A friend of mine is at his wits end and has given me his PC to try and rescue. I work for a small IT company so I am his "expert"! But this bit of malwatre is beyond me.
He rang me last week, complaining that he had "lost" all his pictures and he thought he had a virus on his PC. Unfortunatly because he is a busy hospital consultant and I am a not so busy network installer, I couldn't pick it up for a couple of days. I say unfortunatly because he played around with it during this time, despite my instructions, installing and uninstalling various anti malware and AV programs. This obviously didn't work, just made my job harder.
When I got hold of it most of his documents were locked with the following message coming up when they were accessed.
File is encrypted
This file can be decrypted using the program DirtyDecrypt.exe
Press CTRL+ALT+D to run DirtyDecrypt.exe
If DirtyDecrypt.exe not opened сheck the paths:
C:\Program Files (x86)\Dirty\DirtyDecrypt.exe
C:\Documents and Settings\[YOUR USER]\Application Data\Dirty\DirtyDecrypt.exe
C:\Documents and Settings\[YOUR USER]\Local Settings\Application Data\Dirty\DirtyDecrypt.exe
This appeared when any photo or PDF was opened. If a word or excel document was accessed then it reported it as being corupt and if you recovered it, then the message above appeared. Not all the documents were affected, but 95% of the them were. All the affected ones had read only attributes. Strangely about 30GB of photos which were stored in the Olympus Program file were unaffected.
Because he had run some many different programs, the intial virus had been removed (he proudly told me!) Unfortunatly that meant i didn't have anything to look at. All his system restore points had been deleted up to the day the virus found its way onto his PC. Incidently he blamed (and i believe him) his daughter streaming video to the the PC as the cause of the infection. it was consistent with the time that changes started appearing.
Anyway, I restored back to the first point that I could and found the DirtyDecrpt.exe program. Of course i ran it and it was a standard ransomeware input screen which wanted you to put either a 100 euros or 100 pounds sterling kcash or something like that code it to decrypt the file. I obviously didn't do that.
I looked through all the programs that he had used before I got it and they included Mcafees (his ususal av) AVG, malwarebytes, maybe hitman I'm not sure if he downloaded that and most unfortunatly combofix (recommended by his hospitals IT dept) Now I know the rules about using combofix and posting on this forum (I have used the forum extensivly in the past although I haven't needed to post) but he not only used it but I think he deleted all the logs! Anyway, I can't find them and I.m not sure if he actually ran it, though there is a Qoobox folder.
Another strange occurence is that everytime you start the PC a UAC box come up with CMD prompt asking to run " C:\Windows\SysWow64\ cmd.exe"/C ""C:\users\Harish\Appdata\Local\temp\xoladmin
This will just not go away and demands to be run, which i will not.

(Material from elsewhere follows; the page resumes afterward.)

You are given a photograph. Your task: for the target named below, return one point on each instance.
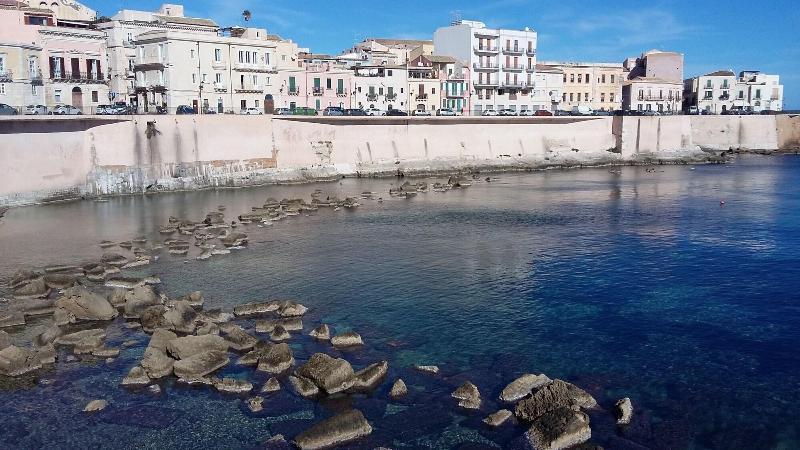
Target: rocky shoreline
(189, 344)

All the existing documents and pictures seem to have normal file types associated with them no .aes or alike.
Any new documents being created now dont seem to be screwing up at all. It is very strange and any diagnosis is going to be complicated by Harish's cutting and slashing using all the different anti malware programs.
Anyway has anyone seen this program before? Google seems oblivious to it!
He has most of the files backed up externally but not all. I am presently attempting to move any of the ones that have not been locked.
The machine is a Dell WIN764 PRO SP1 PC. He is running Office 2010 and Mcafee which is strangely not working!
Any help would be much appreciated but I understand the problems he has created by his use of various spyware removal programs.